We are fortunate that Washington state’s economy has a diverse array of strengths as we work to continue our recovery from the Great Recession.
We build the world’s best airplanes. We design software that’s changed the way we work and socialize. We grow some of the country’s best fruits and vegetables, producing, in fact, 92 percent of the nation’s red raspberries. But to keep our economy growing, we need to recognize all of our strengths and leverage them to our advantage.
One critical asset we have is our lands and natural resources. They provide us with spectacular outdoor recreational opportunities. From Mount Baker to Mount Rainer or Olympic National Park — our rivers, lakes, mountains and forests are some of the most pristine and breathtaking areas of the entire country. Too often, they are talked about as just an amenity for our residents. When in fact, our proximity to these places gives us an incredible economic opportunity that is uniquely Northwest. These lands represent an economic engine for our state, employing 227,000 people and generating $22.5 billion in consumer spending every year, according to a 2012 report by the Outdoor Industry Foundation.
From hiking, fishing, mountain biking, hunting and winter sports, outdoor recreation is big business, accounting for 6.1 million jobs nationwide. The jobs created from outdoor recreation range from outdoor touring companies to the retail clerks at your local fishing and tackle store. There are many rural areas, such as Concrete, Darrington, Monroe, Skykomish and Index in my district, where industries such as logging or mining have declined. In these areas and many others, outdoor recreation can have a dramatically positive effect, bringing in dollars and jobs.
More so than any other part of the country, our forests, mountains, rivers and lakes can simultaneously be both a source of economic revitalization and a way for people to enjoy nature’s respite from the bustle of the city.
What’s more, Washington is already a leader in the outdoor industry with a number of great companies that call our state home. Local companies like REI, Filson, Cascade Designs, Outdoor Research and Brooks are responsible for thousands of jobs in our state.

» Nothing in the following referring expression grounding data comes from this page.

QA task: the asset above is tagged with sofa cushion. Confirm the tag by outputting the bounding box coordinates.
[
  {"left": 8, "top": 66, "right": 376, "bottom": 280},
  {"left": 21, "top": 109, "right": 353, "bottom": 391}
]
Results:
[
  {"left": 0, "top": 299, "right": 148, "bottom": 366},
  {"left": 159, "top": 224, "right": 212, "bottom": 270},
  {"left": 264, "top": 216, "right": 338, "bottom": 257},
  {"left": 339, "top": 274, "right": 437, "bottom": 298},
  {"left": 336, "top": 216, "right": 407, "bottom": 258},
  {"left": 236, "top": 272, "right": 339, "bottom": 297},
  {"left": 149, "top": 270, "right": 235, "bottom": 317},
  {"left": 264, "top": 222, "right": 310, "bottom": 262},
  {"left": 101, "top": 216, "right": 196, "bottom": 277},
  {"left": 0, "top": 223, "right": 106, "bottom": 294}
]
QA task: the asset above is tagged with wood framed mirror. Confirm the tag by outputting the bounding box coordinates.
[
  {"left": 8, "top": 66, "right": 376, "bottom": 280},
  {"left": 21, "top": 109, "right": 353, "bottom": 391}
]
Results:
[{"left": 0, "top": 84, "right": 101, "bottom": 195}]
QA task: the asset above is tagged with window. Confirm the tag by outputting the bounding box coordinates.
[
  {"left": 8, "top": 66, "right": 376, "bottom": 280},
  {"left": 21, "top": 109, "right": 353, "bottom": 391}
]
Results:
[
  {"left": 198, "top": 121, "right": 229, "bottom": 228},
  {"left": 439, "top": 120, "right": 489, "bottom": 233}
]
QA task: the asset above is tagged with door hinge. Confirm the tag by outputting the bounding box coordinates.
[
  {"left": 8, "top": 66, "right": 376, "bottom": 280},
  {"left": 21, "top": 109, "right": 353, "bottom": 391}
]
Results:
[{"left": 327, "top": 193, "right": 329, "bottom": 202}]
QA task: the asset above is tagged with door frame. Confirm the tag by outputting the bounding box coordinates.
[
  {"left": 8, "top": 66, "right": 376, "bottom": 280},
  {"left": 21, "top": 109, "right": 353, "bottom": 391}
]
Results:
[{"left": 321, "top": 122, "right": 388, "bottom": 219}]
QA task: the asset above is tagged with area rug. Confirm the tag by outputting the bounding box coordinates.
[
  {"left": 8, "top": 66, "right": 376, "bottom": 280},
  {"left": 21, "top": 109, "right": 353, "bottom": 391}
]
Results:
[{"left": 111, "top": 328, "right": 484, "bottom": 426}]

We also have companies such as K2 and Werner Paddles that manufacture equipment and gear used by people around the world. These businesses are an important part of ensuring we have manufacturing jobs here at home, which account for $7.1 billion in wages each year.
All this points to the need to have a strong focus on growing this sector of our economy, just like we do when it comes to our aerospace or agriculture.
The core of this strategy must be preserving our natural resources in a way that keeps them accessible for people to enjoy today and generations from now.
This is why I’ve sponsored several bills to protect lands and help grow our economy. Working with Congressman Dave Reichert and Senators Patty Murray and Maria Cantwell, we’ve introduced legislation to expand the Alpine Lakes Wilderness. Just a short drive outside of Seattle, the Alpine Lakes is a stretch of pristine nature that is enjoyed by thousands of people. I’ve also introduced legislation along with Congressman Rick Larsen to save a historic fire lookout on Green Mountain inside the Glacier Peak Wilderness that will be removed if Congress doesn’t act. Built in 1933, the beloved lookout is a popular day hike that includes panoramic views of Glacier Peak and Mount Baker. Finally, I’ve introduced legislation to protect 14 miles of Illabot Creek in Skagit county.
In addition to legislation that protects our natural resources, we must actively maintain our outdoor spaces and access to them. It is crucial that we invest in our existing parks, waterways and trails. Preserving access to these public lands helps the businesses and communities that depend on the tourism and activities that boost the regional economy. It’s another reason why Congress must pass a budget that makes investments where we will get returns that result in increased economic growth.
For Washington to have a vibrant, strong economy, we must remember that our outdoor recreation industry should play a starring role. Elected officials, civic and business leaders must come together to support the industry and protect the natural beauty that makes living and working in Washington so special.
Rep. Suzan DelBene represents Washington’s first congressional district.